Still thinking about the way he was thinking about kissing me before the seaweed attack of doom.

He turns his head slightly, and even with damp hair and seaweed clinging to his arm, he’s unfairly cute. “I’m never living that down, am I?”

“Not even a little,” I say.

“Cool, cool,” he replies. “I look forward to your speech at my wedding: ‘I knew Maverick was the one when he screamed like a banshee and ran from a leaf.’”

“Exactly,” I say, eyes twinkling. “It’s your origin story.”

“I saw mylifeflash before my eyes.”

“Oh yeah?” I roll toward him. “And what did you see?”

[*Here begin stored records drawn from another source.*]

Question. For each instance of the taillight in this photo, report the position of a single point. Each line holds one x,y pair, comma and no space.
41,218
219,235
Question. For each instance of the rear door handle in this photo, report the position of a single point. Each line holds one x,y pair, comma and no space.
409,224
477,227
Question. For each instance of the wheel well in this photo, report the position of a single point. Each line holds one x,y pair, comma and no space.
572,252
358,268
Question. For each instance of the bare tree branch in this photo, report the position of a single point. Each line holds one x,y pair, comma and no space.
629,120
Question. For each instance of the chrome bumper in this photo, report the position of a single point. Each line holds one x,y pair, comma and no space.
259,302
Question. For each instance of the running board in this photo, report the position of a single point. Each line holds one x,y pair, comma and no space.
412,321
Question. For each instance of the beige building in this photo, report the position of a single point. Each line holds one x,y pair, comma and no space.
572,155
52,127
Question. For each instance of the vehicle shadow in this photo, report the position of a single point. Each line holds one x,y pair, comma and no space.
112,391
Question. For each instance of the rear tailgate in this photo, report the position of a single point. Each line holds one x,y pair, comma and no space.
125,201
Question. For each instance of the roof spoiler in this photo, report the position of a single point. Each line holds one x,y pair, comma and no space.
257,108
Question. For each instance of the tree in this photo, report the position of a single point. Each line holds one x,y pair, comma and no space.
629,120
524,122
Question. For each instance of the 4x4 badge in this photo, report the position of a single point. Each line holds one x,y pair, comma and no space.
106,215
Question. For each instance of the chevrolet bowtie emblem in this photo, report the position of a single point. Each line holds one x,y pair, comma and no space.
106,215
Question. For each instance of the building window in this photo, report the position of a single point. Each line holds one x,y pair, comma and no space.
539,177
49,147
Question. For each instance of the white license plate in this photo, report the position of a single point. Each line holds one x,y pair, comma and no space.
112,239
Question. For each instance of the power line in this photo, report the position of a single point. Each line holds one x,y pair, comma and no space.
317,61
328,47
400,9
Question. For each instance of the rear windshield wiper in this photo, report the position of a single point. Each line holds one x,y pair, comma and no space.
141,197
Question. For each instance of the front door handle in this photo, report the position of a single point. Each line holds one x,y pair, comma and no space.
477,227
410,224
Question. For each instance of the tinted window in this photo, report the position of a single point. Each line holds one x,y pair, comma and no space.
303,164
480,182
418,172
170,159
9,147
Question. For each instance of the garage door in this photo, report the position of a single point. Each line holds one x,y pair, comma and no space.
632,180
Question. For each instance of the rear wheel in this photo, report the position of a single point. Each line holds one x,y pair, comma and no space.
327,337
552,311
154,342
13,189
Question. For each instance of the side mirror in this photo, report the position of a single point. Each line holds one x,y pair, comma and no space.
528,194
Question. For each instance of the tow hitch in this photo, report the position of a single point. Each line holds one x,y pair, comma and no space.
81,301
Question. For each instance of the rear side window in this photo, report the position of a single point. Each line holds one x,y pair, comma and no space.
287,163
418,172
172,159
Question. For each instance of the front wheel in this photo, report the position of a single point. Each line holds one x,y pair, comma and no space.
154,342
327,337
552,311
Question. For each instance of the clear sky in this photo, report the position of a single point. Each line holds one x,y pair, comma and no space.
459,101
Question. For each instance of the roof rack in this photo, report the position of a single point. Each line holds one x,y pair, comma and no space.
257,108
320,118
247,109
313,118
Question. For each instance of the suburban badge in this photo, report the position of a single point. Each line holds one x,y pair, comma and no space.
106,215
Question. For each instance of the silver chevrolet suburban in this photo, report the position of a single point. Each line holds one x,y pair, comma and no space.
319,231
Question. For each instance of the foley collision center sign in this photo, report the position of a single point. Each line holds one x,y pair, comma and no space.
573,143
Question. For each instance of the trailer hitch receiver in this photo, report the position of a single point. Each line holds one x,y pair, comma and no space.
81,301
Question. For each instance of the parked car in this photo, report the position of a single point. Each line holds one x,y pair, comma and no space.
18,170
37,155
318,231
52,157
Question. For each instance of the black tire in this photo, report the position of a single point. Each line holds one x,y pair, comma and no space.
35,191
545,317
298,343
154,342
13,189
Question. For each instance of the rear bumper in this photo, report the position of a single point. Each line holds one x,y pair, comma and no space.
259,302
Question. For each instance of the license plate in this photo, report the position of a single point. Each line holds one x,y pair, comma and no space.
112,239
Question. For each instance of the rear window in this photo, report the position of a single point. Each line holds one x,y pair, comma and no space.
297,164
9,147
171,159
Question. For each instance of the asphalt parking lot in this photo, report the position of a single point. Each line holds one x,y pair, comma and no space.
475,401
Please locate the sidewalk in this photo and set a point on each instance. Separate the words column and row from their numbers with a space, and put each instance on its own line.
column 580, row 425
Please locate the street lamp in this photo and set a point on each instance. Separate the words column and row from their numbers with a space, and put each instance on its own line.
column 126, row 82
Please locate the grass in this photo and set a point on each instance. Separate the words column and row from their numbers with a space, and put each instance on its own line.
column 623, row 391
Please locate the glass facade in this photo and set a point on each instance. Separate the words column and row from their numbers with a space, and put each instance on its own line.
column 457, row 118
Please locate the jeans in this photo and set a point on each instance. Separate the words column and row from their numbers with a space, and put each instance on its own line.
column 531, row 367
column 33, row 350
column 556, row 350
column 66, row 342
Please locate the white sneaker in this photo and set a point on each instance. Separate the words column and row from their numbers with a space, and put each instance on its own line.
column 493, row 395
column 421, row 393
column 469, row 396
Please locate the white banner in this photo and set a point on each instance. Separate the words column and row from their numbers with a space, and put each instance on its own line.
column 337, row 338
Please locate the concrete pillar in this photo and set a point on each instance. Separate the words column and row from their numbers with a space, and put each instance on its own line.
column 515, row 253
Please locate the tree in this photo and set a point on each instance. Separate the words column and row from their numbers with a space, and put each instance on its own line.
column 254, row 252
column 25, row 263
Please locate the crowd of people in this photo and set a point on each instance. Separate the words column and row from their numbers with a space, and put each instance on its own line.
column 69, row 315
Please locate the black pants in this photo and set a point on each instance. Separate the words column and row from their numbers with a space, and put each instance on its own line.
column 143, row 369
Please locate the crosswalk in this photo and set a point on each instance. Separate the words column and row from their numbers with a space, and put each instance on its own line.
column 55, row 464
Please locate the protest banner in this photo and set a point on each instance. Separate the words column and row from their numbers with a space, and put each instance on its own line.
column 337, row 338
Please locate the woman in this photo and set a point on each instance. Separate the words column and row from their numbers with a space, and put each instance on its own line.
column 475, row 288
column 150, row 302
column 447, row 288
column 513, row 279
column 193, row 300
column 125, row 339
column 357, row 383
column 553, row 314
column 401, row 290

“Regret. A montage of poor decisions. The time I bleached my hair blond in middle school. That time I threw up during my rookie training camp for the Sentinels.”

He is too much.

He is . . .

So cute.

Adorable.

He turns his head to look at me, wet hair plastered to his forehead, eyes still wide and ridiculous but somehow ... sweet.

“You didn’t even try to save me.” When he laughs, it’s a husky, open sound that makes my chest flutter. My breath hitches—stupidly, embarrassingly—because his smile is crooked and boyish and his lashes are too long for a man who screams like a toddler over lake weeds.

Then he makes it worse when he says, “Last night wasn’t a poor decision, you know.”

I go still. The laughter evaporates from my chest like mist.

I glance over at him, my heart knocking awkwardly against my ribs. “Callum—”

“I mean it,” he says, voice low and serious now. “I don’t regret a single second of it.”

My throat goes dry. He shifts onto his side, elbow propping him up, face suddenly way too close.

And just like that, the ridiculousness of the past five minutes is replaced by a spark so potent it crackles in the space between us.

Zip. Zing.

He watches me, eyes flicking to my mouth and back again, like he’s weighing the risk. Like he’s trying to decide whether I’ll kiss him back or not.

I don’t move.

Can’t.

Because now I’m hyperaware of everything—the way his damp hair curls slightly at his temple, the faint scrape of stubble along his jaw, the heat radiating between us despite the lake water still drying on our skin.

He leans in slowly, like he’s giving me time to change my mind, but then his lips brush mine—soft and sure—and the rest of the world disappears.